Die deutsche Bevölkerung wird bis dahin hingehalten, wenn der Innenminister zwar deutsches und EU-Recht erklärt: „Eine Kommune könne nach europäischem Recht nicht über die unmittelbare Aufnahme von Asylsuchenden aus einem anderen Mitgliedstaat entscheiden“. Das könne allein der Bund.

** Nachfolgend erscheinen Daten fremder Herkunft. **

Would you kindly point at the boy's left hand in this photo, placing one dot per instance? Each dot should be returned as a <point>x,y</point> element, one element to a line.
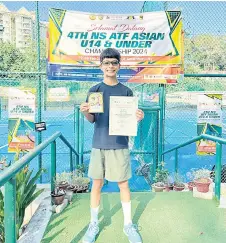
<point>139,115</point>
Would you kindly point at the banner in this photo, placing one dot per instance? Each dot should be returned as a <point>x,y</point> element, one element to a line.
<point>151,45</point>
<point>58,94</point>
<point>21,120</point>
<point>209,112</point>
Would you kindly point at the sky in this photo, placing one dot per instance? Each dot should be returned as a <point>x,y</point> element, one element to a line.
<point>199,17</point>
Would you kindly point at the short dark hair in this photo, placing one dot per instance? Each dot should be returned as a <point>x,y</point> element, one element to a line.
<point>110,53</point>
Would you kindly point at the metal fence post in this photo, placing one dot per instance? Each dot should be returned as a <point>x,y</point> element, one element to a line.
<point>81,138</point>
<point>10,211</point>
<point>161,123</point>
<point>53,164</point>
<point>176,160</point>
<point>71,160</point>
<point>0,108</point>
<point>218,170</point>
<point>39,93</point>
<point>76,112</point>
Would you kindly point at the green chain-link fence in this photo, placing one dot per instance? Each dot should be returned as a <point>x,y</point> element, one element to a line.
<point>205,71</point>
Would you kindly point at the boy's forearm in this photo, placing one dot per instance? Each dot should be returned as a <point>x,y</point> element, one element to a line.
<point>89,117</point>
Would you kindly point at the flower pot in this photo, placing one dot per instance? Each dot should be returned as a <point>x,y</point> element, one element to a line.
<point>158,188</point>
<point>202,185</point>
<point>178,188</point>
<point>191,184</point>
<point>57,199</point>
<point>63,185</point>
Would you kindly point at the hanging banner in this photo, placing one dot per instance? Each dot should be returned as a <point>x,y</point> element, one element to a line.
<point>209,118</point>
<point>21,120</point>
<point>60,94</point>
<point>151,45</point>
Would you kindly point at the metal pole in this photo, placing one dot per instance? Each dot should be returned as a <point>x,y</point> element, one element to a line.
<point>39,93</point>
<point>53,164</point>
<point>0,108</point>
<point>10,211</point>
<point>76,112</point>
<point>71,160</point>
<point>218,170</point>
<point>161,123</point>
<point>81,138</point>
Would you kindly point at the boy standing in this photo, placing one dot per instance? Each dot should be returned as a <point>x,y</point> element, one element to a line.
<point>110,157</point>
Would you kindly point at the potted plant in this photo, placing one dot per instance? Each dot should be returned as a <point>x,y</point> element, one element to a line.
<point>58,195</point>
<point>191,183</point>
<point>169,184</point>
<point>178,182</point>
<point>62,180</point>
<point>160,178</point>
<point>202,179</point>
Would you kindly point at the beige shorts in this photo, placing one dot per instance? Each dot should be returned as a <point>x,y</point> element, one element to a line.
<point>113,164</point>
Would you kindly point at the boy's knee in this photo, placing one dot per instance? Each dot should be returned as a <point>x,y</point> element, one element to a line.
<point>123,185</point>
<point>97,184</point>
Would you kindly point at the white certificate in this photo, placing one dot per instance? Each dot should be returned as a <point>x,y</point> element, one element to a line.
<point>122,116</point>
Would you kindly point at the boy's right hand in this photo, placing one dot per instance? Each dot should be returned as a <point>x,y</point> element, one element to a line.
<point>84,107</point>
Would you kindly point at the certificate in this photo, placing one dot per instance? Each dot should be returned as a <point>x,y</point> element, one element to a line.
<point>95,101</point>
<point>122,116</point>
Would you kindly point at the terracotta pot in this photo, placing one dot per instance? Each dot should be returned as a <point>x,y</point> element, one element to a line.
<point>57,199</point>
<point>191,184</point>
<point>178,188</point>
<point>63,185</point>
<point>168,188</point>
<point>158,188</point>
<point>202,185</point>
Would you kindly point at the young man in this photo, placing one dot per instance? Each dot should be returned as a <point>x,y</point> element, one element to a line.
<point>110,157</point>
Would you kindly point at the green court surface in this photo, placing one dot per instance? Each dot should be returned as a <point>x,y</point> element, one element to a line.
<point>165,217</point>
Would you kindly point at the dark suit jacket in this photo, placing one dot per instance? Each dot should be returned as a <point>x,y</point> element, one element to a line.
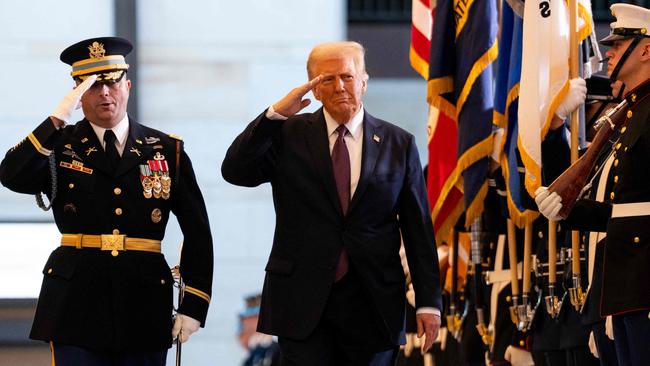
<point>293,155</point>
<point>90,298</point>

Für die anschließende Unterbringung seien schließlich die Länder zuständig, also wiederum nicht die Kommunen.“ Wenn Seehofer aber bereits intensiv daran arbeitet, dieser Auseinandersetzung mit den „sicheren Häfen“ aus dem Weg zu gehen, wenn die Seebrücke-Organisation, die diese Häfen initiiert hat, sich bereits seit Monaten auf den Innenminister eingeschossen hat, der dem Druck offensichtlich nicht standhalten will, der sich also einmal mehr für sein Amt gänzlich ungeeignet erweist.
Mit anderen Worten: Es sind jetzt diese Städte und Kommunen, die dem Bund und dem Innenminister diktieren, wie die Unterbringung illegal nach Deutschland kommender Migranten zu regeln ist, der Bund soll demnach lediglich die Finanzierung dieser Unternehmungen weiter massiv unterstützen. Und es sind ja nicht irgendwelche Städte und Kommunen, die da vom Bundesinnenminister und der Budnesregierung die „schnellstmögliche Zusage“ erwarten, „dass wir aufnahmebereiten Kommunen und Gemeinden die aus Seenot im Mittelmeer geretteten Geflüchteten auch aufnehmen können.“
Es sind Städte wie Berlin, Detmold, Flensburg, Freiburg, Heidelberg, Hildesheim, Kiel, Krefeld, Marburg, Potsdam, Rostock und Greifswald. Es sind Städte mit überwiegend rot-grünen und rot-rot-grünen Mehrheiten und mit grünen oder roten Bürgermeistern. Aber längst nicht mehr nur ausschließlich, auch Regionalpolitiker der Union kommen der rot-rot-grünen Opposition entgegen und setzen sich für sichere Häfen ein, bisher war das ja auch nur ein symbolischer Akt, da kann man gerne mitgehen.
Aber ebenso wenig, wie die Flucht- und Migrationspakte der UN alles andere als eine nicht verpflichtende Willenserklärungen waren, sind auch die sicheren Häfen bald ganz reale Aufnahmeorte für Tausende, wenn nicht sogar für Hunderttausende, bedenkt man die Zahl der alleine in Libyen auf die „Seenotschiffe“ Wartenden.
Hier darf man eigentlich nur noch gespannt sein, wann dieser für die Organisatoren der Überfahrten so anstrengende Passus der „Seenotrettung“ gestrichen werden kann, wann man endlich direkt die libyschen Häfen anfahren kann, um diese lästigen wie gefährlichen Off-Shore-Einschiffungen endlich einstellen zu können, die einem geregelten Ausbau des Fährbetriebes bisweilen immer noch im Wege stehen. Dann übrigens kann endlich auch der Pull-Faktor als Pull-Absicht zugegeben werden, wenn sich Afrika in Bewegung setzt in Richtung der sicheren Häfen und der deutschen Rundumalimentierung.